Column name for peptide sequence in protein evidence file

Protein ID Column (protein_id_col)

Column name for protein IDs in protein evidence file

Comparison Matrix File (comparison_file)

Pairwise comparisons (columns: comparison_label, condition_A, condition_B)

Apply Log2 Transformation (log2_transform)

Apply log2 transformation to intensities

Exclude Conditions (comma-separated) (exclude_conditions)

Comma-separated list of conditions to exclude from analysis (e.g., 'Norm,Empty')

Remove 'Norm' Channel (remove_norm_channel)

Automatically remove samples with condition 'Norm'

Column Completeness Threshold (col_filter)

Maximum proportion of missing values allowed per sample. Default 0.7 = keep samples with ≥30% valid measurements.

Row Completeness Threshold (row_filter)

Maximum proportion of missing values allowed per feature. Default 0.7 = keep features with ≥30% valid measurements.

Imputation Order (impute_order)

When to impute missing values relative to normalization. 'after': normalize then impute. 'before': impute then normalize.

  • Options: before, after

Imputation Method (impute)

Imputation method for missing values

  • Options: none, knn, MinDet, MinProb, min, zero, mixed, nbavg, with, QRILC, MLE, bpca

Normalization Method (normalize_method)

Normalization method to apply

  • Options: none, center.median, center.mean, quantiles, quantiles.robust, vsn

Aggregation Order (aggregation_order)

When to aggregate peptides to proteins. 'after': normalize/impute peptides then aggregate. 'before': aggregate peptides then normalize proteins.

  • Options: before, after

Protein Summarization Method (summarization_method)

Method for combining peptide intensities to protein level. 'mean': arithmetic mean. 'median': median. 'sum': sum.

  • Options: mean, median, sum

P-value Adjustment Method (adjust_method)

Method for multiple testing correction

  • Options: BH, bonferroni, holm, hochberg, BY, none

Significance Level (alpha)

Adjusted p-value threshold for significance

Log2 Fold Change Threshold (lfc_threshold)

Minimum absolute log2 fold-change threshold for significance

Organism (organism)

Organism for kinase-substrate database

  • Options: human, mouse

Perform Kinase Activity Analysis (perform_kinase_analysis)

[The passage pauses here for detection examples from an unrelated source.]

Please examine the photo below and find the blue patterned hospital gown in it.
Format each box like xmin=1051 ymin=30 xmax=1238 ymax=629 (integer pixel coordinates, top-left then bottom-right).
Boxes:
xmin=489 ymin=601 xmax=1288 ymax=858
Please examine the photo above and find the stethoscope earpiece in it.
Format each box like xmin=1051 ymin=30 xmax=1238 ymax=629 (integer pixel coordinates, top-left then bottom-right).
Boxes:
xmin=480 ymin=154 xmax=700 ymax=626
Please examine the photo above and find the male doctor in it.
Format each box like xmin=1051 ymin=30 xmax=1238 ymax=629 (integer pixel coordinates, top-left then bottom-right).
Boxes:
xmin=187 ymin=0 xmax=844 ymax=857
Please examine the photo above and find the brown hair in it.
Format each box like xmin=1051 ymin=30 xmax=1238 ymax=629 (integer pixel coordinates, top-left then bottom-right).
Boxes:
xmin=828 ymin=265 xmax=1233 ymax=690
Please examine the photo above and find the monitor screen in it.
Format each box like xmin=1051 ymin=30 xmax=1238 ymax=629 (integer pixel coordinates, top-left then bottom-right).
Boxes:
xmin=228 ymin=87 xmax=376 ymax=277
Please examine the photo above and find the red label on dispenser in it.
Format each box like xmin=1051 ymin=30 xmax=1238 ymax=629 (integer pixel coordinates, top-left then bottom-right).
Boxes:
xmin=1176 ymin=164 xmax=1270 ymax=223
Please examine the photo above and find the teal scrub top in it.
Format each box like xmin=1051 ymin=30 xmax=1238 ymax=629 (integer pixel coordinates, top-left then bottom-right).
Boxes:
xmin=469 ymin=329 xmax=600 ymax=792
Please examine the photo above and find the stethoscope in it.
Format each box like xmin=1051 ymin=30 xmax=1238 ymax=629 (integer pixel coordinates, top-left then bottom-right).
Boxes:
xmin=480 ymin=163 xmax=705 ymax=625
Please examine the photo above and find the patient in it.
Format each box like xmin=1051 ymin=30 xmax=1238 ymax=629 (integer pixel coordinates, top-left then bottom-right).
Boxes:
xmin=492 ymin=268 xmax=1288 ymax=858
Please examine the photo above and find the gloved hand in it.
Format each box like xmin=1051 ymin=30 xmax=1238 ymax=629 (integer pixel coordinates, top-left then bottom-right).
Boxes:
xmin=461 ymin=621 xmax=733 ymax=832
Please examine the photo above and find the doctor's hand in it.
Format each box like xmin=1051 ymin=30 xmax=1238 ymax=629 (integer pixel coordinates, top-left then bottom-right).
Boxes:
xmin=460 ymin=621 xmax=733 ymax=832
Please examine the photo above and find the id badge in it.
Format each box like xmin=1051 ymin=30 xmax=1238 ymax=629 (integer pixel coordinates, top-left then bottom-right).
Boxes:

Predict kinase activities and kinase-substrate relationships

Top Substrates for Kinase Prediction (kinase_top_substrates)

Number of top substrates to select per kinase

Kinase Score Threshold (kinase_score_threshold)

Minimum score threshold for kinase-substrate predictions

Number of Kinase Motifs (kinase_num_motifs)

Number of motifs to consider in kinase-substrate scoring (higher values increase sensitivity but computation time)

Top Pathways to Plot (top_pathways_plot)

Number of top enriched pathways to show in plots

Top PTM-SETs to Plot (top_ptmset_plot)

Number of top enriched kinase substrate sets to show in plots

Top Differential Sites in Heatmap (top_diff_sites_heatmap)

Number of top differential phosphosites to show in heatmap

Top Phosphosites by Variance in Heatmap (top_phosphosite_heatmap)

Number of phosphosites with highest kinase score variance to show in heatmap

Top Kinase-Substrate Interactions to Plot (network_plot_top_interactions)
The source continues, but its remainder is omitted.